Edwards recalled that the teacher had become enraged one morning when he, as a teen-ager, dared to lay his head on his desk in study hall. The teacher stood over the young Carl Edwards and began to bellow in a sarcastic voice, mocking the tribe's method of fishing.
"Go spearing last night?" Edwards said the teacher had asked. "That why you're tired?"
"No," the boy replied truthfully.
"Yes you did," the teacher pressed. "I'll bet you and your father went spearing last night." The taunt cut like glass to a boy who, for all of his 17 years, had longed for a father who would take his son hunting and fishing.
The boy glared back at the teacher, then screamed a profanity. Edwards said he stood up from his desk and challenged the man to a fight.
He was suspended from school for a week.
When Edwards told his employer that he would be moving back to the reservation, his boss asked. "Why on earth?"
"Because it's home," Edwards replied.
Joelle was almost ready to start school. And Edwards did not want his children growing up with stereotypes and falsehoods about his people. More than that, he wanted his daughters to grow up in the culture of their ancestors.

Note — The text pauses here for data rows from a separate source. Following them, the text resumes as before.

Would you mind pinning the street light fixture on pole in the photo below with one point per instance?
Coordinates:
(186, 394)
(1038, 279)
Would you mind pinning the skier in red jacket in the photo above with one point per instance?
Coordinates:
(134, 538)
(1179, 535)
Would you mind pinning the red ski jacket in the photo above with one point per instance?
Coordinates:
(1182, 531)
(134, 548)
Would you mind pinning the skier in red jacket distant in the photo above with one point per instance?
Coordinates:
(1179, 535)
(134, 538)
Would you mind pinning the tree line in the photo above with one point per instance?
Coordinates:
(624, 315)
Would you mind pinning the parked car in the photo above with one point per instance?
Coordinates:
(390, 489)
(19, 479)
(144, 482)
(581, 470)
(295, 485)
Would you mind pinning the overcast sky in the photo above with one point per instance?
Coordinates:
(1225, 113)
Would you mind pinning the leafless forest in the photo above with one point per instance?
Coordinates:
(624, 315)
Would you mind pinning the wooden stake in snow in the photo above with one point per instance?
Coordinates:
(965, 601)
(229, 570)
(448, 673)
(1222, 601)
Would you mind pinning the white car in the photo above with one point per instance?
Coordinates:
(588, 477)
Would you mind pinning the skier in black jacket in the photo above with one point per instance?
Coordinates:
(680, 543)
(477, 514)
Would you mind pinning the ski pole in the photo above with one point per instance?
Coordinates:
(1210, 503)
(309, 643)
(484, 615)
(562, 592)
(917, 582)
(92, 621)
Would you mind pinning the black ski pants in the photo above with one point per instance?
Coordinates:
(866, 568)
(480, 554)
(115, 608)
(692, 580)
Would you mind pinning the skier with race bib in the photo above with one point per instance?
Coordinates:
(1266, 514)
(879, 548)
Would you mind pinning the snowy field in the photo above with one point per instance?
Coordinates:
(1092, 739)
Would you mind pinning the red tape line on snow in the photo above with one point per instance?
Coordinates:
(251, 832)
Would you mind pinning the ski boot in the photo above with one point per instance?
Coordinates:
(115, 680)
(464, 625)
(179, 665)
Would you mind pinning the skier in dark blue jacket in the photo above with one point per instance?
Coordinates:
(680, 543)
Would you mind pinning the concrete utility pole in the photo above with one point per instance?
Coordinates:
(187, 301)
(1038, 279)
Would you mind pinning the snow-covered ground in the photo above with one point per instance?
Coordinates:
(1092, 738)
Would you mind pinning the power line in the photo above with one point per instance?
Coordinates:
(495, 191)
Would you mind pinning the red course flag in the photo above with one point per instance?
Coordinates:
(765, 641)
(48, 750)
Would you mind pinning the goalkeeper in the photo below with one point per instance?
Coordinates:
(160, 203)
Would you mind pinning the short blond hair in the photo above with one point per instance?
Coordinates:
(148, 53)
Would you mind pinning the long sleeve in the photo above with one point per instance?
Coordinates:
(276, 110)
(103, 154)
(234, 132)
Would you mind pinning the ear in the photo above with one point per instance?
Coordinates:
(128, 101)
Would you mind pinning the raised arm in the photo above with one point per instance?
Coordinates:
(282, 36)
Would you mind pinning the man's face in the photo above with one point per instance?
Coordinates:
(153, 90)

The forebears of Edwards were among the Chippewas who resisted Government efforts to force the tribe to move west. The Chippewas, who would not be starved or frozen into submission, clung to the ancient homelands that circle Lake Superior, a region dotted by thousands of freshwater lakes and forests of quaking aspen and sugar maple, teeming with elk, deer and bear.
As he walks the grounds of the reservation these days, he is likely to see old friends or relatives. The other day, he saw his boyhood pal Hank Schuman.
He gets to see his sisters, Ann, Donna, Patty and Mary, and his brother, Archie.
And one recent Sunday, his mother visited. She has been sober now for nearly 20 years, and her eyes shine like sunrise when she hears Joelle call out to her.
"Grandma," says the little girl, words that make the older
woman grateful.
Edwards was playing with his daughters one recent afternoon.
A smile danced across the face of Joelle, who delighted in pleasing her father. She began to recite words she had learned in her new Ojibwe language class.
"Makwa," she called out, the Chippewa word for bear.
"Say deer," her father urged.
"Waawaashkeshii," she answered.
"Rabbit," he challenged.
"Waaboos," she responded.
Edwards, with the hardened muscles of a man who hauled
180-pound bundles of drywall for a living, swallowed hard and bent to engulf his daughter in his arms.
"You want something so hard, for so long," he said, "and you don't think you're ever going to get there."